I Carabinieri del Nucleo operativo del Comando Provinciale di Messina, in collaborazione con gli agenti di Polizia Penitenziaria, hanno controllato diversi ambienti della struttura, e non solo interni. Con il coordinamento della Direzione Distrettuale Antimafia, le verifiche hanno riguardato anche aree esterne della casa circondariale. 21 detenuti sono stati perquisiti ed i controlli personali sono stati effettuati anche su 9 agenti di Polizia Penitenziaria in servizio all’interno del carcere. Le indagini, infatti avrebbero accertato una fitta rete di personaggi, tra loro associati, organizzati con lo scopo di fare entrate nelle celle la sostanza stupefacente richiesta ed telefoni cellulari per le comunicazioni con l’esterno.
Alcuni dei poliziotti penitenziari, secondo quando emerso dalle indagini, sarebbero dunque complici. La loro collaborazione fondamentale per consentire la violazione delle norme di sicurezza. Per quanto riguarda l’organizzazione all’esterno le forze dell’Ordine hanno individuato altre quattro persone, alcune agli arresti domiciliari, che si sarebbero occupati di reperire quanto richiesto dall’interno del carcere e di farlo arrivare a destinazione.

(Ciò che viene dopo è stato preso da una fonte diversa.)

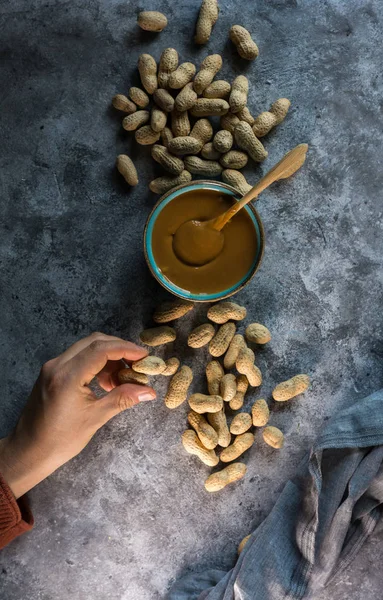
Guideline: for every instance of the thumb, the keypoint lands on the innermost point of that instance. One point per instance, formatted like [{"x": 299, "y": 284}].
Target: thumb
[{"x": 125, "y": 396}]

Le indagini procedono mentre la Procura conferma intanto il consumo di droga e il fitto traffico telefonico con comunicazioni della celle. Anche in passato la presenza di telefoni cellulari e droga era stata riscontrata all’interno del carcere di Messina. L’organizzazione adesso sembra essersi addirittura evoluta grazie all’utilizzo dei droni. Le indagini, ancora nelle fasi preliminari continuano e nei prossimi giorni potrebbero scattare le conseguenti misure cautelari per associazione a delinquere.